Want a coronavirus test? If you have symptoms, you can order one for $135 starting Monday

If you have symptoms of COVID-19, you will be able to go online and request an at-home collection kit with telehealth diagnosis from a Texas-based company starting this Monday. The company said results would be available within days.

Everlywell, a digital health company, announced Wednesday that it would have 30,000 collection kits available for sale Monday and scale up to 250,000 a week. The company, based in Austin, Texas, already offers in-home diagnostic kits for two dozen other types of conditions, including thyroid levels and Vitamin D levels, Lyme disease, cholesterol issues. and more.

The company’s founder and chief executive officer, Julia Cheek, said: “Everlywell was founded to give people affordable, convenient access to lab testing. Never has our mission been more important. Our team has been working around the clock with top scientists and laboratories in the nation to make available at the lowest price possible while covering our costs, at no profit to the company. We have also reached out to government and public health officials to explore possibilities to provide it for free.”
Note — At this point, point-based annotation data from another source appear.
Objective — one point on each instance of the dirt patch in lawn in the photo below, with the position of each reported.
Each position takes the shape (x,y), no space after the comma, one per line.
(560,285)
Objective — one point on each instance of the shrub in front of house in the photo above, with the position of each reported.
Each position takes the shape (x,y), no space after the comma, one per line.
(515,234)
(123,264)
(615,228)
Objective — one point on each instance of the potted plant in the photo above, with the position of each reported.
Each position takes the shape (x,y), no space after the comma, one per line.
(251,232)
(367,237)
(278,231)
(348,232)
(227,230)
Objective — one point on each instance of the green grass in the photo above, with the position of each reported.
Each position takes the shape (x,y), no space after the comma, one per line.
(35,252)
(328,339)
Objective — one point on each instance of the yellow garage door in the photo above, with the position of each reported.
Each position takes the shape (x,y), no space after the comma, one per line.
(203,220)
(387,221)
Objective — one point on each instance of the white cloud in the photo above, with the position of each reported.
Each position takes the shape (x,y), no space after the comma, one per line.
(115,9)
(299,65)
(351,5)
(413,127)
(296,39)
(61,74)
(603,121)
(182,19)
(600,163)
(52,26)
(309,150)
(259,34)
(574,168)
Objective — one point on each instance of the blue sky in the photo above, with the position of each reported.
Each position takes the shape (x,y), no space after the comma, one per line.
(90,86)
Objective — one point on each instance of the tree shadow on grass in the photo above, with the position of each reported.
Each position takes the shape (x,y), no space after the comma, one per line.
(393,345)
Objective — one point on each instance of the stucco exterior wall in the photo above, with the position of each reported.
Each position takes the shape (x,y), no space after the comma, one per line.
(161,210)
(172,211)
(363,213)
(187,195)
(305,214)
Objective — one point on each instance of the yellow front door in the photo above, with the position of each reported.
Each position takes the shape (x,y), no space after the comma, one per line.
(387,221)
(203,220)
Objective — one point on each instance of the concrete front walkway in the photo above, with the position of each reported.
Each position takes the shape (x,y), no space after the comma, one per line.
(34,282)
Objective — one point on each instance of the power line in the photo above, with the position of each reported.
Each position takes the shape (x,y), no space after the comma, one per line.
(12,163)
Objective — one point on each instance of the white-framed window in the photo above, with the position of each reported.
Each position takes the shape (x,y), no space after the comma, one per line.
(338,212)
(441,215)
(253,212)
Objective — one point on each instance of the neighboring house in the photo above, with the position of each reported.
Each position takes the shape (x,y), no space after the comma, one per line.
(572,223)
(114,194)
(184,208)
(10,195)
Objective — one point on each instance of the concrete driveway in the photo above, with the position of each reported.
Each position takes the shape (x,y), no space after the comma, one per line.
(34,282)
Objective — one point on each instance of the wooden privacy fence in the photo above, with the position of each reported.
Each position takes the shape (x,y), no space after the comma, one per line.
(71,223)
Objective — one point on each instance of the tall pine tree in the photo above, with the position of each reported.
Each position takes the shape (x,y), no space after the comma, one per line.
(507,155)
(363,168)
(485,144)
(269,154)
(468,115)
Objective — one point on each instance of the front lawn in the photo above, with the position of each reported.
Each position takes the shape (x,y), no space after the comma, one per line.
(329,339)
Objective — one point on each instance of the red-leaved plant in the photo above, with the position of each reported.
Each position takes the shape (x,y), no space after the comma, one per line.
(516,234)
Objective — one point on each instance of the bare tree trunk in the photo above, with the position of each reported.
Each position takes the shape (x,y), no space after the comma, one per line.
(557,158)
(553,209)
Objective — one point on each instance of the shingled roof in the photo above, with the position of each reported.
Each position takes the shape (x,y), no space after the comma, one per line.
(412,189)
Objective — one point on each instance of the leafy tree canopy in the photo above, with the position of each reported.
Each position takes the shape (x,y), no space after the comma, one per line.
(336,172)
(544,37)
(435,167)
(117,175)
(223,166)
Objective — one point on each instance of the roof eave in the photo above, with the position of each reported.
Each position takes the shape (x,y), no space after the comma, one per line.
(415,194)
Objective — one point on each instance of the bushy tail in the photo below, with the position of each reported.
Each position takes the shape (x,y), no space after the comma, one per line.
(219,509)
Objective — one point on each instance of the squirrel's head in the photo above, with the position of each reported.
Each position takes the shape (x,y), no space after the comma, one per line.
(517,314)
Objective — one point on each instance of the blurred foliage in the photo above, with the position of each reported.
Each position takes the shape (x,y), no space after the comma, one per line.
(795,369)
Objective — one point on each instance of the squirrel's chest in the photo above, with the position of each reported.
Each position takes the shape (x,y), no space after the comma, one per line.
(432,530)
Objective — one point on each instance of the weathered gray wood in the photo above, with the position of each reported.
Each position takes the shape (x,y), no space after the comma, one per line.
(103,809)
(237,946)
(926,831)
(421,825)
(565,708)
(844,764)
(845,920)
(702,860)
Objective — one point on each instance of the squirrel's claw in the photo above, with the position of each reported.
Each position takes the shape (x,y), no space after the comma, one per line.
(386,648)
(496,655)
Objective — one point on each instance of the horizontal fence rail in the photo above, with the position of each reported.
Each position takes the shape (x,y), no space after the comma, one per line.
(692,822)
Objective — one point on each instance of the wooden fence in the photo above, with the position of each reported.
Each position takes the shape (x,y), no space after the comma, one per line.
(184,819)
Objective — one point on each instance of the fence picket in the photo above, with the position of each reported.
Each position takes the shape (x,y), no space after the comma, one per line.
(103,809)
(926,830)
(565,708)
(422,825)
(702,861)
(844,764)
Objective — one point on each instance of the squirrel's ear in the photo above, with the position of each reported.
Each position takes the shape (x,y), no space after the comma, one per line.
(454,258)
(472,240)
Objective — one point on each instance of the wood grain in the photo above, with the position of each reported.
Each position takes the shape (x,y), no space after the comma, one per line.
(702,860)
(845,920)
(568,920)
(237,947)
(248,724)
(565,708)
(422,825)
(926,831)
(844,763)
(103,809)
Consumers would pay $135 to cover the cost of shipping and processing the collection kit, company officials stated in a news release, and each individual would collect the samples themselves. The cost should be covered by flexible spending plans or health savings account, if consumers have them, the news release noted.

To access a test, consumrs can go to everlywell.com, and they will have to complete a screening diagnostic to determine their eligibility.

In order to speed development of an at-home test, Everlywell offered a $1 million development incentive to any certified laboratory that could produce a test that fulfilled requirements set by the U.S. Food and Drug Administration for COVID-19 diagnostics.

COVID-19 is the respiratory disease caused by the new coronavirus. Symptoms of it include coughing, fever and shortness of breath.

“As the COVID-19 public health emergency continues to worsen with community spread across the United States, there is an unmet medical need to broaden testing for SARS-CoV-2 coronavirus in a responsible manner to complement and help alleviate the potential overload on health care systems and health providers,” said Dr. Frank Ong, Everlywell’s chief medical officer and scientific officer.